The 2 Trillion Reasons Why Fed Tightening Isn't So Scary

Stubborn inflation means more interest-rate increases are coming from the Federal Reserve and that sounds like great news for banks. They’ve already been reporting booming net interest income: At JPMorgan Chase & Co., it was up 28% in 2022 and for Bank of America Corp., 22%.

But there are downsides to the Fed’s tighter monetary policy too, and those have bank executives and many investors fretting: The reversal of its bond-buying program and the shrinking of the central bank’s balance sheet, which will suck money out of the financial system and put pressure on markets and banks’ funding.

The Fed flooded the economy with cash through quantitative easing during the Covid-19 pandemic. Some investors believe that drove up the value of risky assets, although the relationship is far from exact. The Fed created trillions of dollars of central bank reserves, which it used to buy bonds via banks, creating trillions in deposits. Total US bank deposits grew by $5 trillion between the end of 2019 and the April 2022 peak. Keith Horowitz, banking analyst at Citigroup Inc., estimates about $4 trillion of that was created by the Fed’s policies.
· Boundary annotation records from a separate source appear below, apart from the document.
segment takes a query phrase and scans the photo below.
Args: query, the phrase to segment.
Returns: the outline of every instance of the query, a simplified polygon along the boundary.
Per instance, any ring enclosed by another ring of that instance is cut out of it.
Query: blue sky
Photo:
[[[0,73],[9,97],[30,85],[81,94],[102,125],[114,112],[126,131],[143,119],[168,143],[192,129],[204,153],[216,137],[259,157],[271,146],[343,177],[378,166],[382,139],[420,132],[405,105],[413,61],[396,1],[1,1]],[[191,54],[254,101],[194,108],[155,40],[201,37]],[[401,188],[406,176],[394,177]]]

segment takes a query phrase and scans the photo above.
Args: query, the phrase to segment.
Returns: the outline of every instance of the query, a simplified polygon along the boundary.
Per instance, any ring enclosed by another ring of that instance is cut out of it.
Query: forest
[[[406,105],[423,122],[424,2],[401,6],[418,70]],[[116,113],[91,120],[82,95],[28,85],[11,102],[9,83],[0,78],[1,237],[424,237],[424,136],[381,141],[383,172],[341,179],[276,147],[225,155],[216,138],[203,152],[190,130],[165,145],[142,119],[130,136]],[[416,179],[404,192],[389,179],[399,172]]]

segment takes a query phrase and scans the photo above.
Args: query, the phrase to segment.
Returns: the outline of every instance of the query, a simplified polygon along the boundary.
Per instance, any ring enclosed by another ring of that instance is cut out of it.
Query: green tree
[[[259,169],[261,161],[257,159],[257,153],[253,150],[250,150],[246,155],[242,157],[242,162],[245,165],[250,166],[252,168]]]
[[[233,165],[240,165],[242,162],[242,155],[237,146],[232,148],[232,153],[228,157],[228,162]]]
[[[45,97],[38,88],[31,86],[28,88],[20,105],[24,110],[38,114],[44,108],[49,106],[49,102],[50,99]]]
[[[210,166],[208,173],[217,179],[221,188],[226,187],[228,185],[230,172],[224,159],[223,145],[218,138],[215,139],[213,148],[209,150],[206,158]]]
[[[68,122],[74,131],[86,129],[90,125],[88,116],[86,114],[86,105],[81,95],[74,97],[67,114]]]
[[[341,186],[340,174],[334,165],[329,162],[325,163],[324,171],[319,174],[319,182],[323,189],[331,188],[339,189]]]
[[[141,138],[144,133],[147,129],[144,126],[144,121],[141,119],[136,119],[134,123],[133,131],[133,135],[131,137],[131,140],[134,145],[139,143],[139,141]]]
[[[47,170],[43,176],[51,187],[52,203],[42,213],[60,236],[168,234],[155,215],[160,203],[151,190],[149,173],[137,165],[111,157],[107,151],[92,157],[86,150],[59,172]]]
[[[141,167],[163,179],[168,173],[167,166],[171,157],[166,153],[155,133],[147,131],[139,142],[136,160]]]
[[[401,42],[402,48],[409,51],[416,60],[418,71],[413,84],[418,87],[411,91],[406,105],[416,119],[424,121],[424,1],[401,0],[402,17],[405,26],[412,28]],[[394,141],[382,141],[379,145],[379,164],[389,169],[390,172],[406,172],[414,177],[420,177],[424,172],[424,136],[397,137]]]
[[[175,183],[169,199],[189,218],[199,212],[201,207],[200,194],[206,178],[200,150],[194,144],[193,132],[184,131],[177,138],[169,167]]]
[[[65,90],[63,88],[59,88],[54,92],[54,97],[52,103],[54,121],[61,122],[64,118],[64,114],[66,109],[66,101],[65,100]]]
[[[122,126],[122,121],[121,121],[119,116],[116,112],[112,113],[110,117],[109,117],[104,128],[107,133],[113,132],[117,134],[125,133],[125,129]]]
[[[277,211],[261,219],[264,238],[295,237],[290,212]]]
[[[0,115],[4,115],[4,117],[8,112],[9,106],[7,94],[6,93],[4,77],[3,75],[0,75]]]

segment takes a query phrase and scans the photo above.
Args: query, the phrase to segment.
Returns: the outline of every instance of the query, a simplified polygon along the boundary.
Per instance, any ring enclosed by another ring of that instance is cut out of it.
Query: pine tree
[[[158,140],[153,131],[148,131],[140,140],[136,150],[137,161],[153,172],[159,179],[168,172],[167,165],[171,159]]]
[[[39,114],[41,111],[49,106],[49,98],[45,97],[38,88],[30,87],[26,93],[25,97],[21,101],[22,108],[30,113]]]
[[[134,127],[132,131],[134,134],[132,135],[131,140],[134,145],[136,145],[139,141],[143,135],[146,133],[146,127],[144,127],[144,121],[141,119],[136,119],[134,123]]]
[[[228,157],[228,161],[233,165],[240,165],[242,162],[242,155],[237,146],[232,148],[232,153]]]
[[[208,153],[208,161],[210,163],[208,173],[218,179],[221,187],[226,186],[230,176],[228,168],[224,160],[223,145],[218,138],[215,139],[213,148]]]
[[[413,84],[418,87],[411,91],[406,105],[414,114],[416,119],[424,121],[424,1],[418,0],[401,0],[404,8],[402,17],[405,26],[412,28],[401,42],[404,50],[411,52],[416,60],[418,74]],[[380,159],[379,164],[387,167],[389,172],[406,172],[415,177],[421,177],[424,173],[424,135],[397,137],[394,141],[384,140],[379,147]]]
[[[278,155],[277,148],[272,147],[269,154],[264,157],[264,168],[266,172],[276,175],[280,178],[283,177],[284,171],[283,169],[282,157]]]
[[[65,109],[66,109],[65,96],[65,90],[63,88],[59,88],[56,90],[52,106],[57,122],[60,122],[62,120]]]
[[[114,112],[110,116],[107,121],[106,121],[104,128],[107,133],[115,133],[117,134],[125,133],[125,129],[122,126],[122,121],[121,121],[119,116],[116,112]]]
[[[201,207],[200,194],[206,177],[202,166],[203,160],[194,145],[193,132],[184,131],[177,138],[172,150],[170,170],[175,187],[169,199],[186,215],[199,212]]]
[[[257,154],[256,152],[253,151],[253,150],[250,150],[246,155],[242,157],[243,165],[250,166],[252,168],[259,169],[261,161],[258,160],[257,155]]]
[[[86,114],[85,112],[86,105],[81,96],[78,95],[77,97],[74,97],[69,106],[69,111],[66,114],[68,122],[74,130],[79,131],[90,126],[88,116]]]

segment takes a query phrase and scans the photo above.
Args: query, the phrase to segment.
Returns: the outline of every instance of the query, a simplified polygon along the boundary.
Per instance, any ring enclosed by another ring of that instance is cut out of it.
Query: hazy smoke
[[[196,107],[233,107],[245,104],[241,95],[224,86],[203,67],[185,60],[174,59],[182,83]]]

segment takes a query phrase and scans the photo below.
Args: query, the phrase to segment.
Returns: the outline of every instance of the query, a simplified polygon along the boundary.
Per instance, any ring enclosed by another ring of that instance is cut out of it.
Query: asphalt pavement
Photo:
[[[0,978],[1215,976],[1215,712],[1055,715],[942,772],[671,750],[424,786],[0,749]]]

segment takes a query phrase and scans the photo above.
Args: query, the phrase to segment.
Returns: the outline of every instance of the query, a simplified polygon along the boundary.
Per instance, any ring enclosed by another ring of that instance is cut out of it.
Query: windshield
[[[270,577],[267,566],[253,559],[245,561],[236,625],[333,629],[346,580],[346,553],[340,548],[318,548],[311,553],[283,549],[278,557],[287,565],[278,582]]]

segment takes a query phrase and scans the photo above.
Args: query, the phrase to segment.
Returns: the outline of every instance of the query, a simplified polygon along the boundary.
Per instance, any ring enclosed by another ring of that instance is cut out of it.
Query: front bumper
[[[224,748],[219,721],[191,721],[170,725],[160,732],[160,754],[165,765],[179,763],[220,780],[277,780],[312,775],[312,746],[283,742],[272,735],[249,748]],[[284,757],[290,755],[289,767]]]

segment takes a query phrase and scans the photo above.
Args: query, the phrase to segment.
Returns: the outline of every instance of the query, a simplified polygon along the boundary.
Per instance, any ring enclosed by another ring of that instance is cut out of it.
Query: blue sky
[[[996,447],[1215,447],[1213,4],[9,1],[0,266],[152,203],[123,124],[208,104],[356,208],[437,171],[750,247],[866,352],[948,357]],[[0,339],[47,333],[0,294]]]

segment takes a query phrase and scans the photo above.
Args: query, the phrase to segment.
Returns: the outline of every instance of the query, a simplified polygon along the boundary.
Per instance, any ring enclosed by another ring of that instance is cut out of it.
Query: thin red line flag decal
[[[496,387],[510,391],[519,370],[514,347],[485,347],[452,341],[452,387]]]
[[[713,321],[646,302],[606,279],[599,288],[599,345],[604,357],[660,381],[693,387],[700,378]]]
Now, QE is going into reverse – becoming quantitative tightening – and banks are worried their deposit base will shrink. As the Fed lets its bond holdings run down – currently to the tune of $95 billion per month – central bank reserves will be pulled from the banking system and to some degree deposits will disappear.

And for investors who think the growth in reserves drove stock markets higher, the promise of shrinking reserves is giving them the jitters. The Fed has already shrunk its balance sheet by $480 billion in the past eight months, coinciding with a rough ride for financial assets of all kinds. Total bank deposits have shrunk by a similar amount, but their holdings of reserves have fallen by even more.